Geithner served as a Treasury Department official during the Clinton administration, where he played a major role in negotiating assistance packages for South Korea and Brazil.
Summers, 53, a former treasury secretary under Bill Clinton and one-time president of Harvard University, will advise Obama from the White House. Officials said he would coordinate the federal response to the economic meltdown across several agencies, including a plan Obama announced Saturday to create or save 2.5 million jobs by rebuilding infrastructure and modernizing schools while developing alternative energy sources and more efficient cars.
During the Clinton administration, Summers helped craft the U.S. support program for Mexico during its 1995 financial crisis. He later helped lead the U.S. response to the Asian financial crisis of 1997.
Geithner and Summers were scheduled to appear with Obama at a press conference in Chicago Monday morning.

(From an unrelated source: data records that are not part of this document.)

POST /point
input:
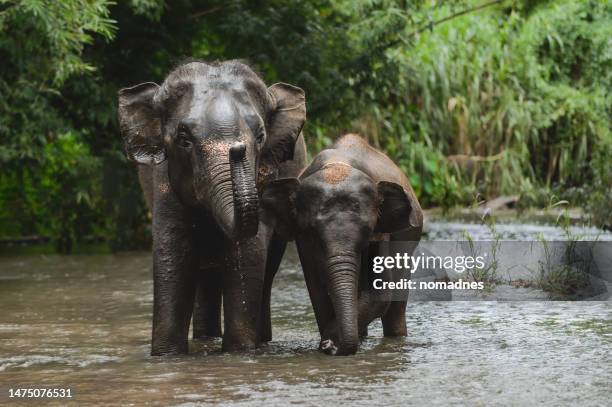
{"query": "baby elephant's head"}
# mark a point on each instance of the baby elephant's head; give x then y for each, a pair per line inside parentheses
(332, 213)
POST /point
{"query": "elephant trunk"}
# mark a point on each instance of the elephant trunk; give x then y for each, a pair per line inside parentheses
(342, 273)
(235, 201)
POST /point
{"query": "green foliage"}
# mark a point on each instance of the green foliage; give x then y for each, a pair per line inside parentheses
(471, 98)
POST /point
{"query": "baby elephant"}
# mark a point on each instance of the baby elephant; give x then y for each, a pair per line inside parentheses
(349, 195)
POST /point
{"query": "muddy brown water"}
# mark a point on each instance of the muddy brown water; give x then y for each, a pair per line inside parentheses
(83, 322)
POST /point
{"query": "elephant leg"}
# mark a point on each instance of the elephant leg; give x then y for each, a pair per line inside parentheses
(276, 250)
(394, 320)
(174, 264)
(321, 303)
(207, 307)
(242, 293)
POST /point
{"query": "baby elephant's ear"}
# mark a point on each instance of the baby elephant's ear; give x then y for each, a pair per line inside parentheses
(140, 125)
(400, 210)
(278, 204)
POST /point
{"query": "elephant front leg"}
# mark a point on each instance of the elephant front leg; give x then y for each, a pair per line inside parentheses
(276, 250)
(172, 305)
(174, 264)
(207, 308)
(242, 293)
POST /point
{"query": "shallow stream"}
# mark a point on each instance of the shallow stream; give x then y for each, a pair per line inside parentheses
(83, 322)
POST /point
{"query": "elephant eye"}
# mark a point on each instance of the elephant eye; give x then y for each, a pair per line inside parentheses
(261, 135)
(183, 138)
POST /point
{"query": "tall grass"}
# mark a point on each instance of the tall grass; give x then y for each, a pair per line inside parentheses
(505, 101)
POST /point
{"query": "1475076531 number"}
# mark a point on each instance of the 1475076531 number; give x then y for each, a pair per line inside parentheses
(40, 393)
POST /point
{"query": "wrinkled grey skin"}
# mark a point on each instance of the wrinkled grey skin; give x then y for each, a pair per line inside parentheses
(349, 195)
(207, 140)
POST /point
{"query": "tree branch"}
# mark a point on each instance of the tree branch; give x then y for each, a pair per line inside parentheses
(450, 17)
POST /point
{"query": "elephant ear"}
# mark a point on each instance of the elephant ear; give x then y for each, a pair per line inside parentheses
(140, 125)
(399, 209)
(285, 122)
(278, 205)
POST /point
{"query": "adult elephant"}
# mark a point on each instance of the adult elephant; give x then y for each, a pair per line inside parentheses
(204, 136)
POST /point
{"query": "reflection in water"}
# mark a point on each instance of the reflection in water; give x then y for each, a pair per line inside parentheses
(84, 322)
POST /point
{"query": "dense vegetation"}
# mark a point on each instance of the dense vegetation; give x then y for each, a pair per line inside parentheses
(472, 98)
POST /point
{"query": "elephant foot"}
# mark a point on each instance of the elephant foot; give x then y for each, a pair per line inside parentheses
(328, 347)
(238, 346)
(169, 350)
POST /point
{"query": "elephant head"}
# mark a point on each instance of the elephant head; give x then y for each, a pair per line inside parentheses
(334, 212)
(213, 123)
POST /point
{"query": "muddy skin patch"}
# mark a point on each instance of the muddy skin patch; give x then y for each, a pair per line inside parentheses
(335, 173)
(164, 188)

The announcement comes as Obama moves quickly to fill slots for his incoming administration. On Saturday, he named longtime spokesman Robert Gibbs as White House press secretary.
Ellen Moran will be director of communications in charge of getting Obama's message out. Her deputy in the White House will be Dan Pfeiffer, the communications director for Obama's presidential transition team.
In other positions, Obama is virtually certain to offer Congressional Budget Office chief Peter Orszag the job of directing the White House Office of Budget and Management, and Orszag is likely to accept, Democratic officials said Saturday.
New York Sen. Hillary Rodham Clinton also is in line to become secretary of state, while Obama's choice for attorney general is Eric Holder. He held the No. 2 slot in the Justice Department in President Bill Clinton's administration.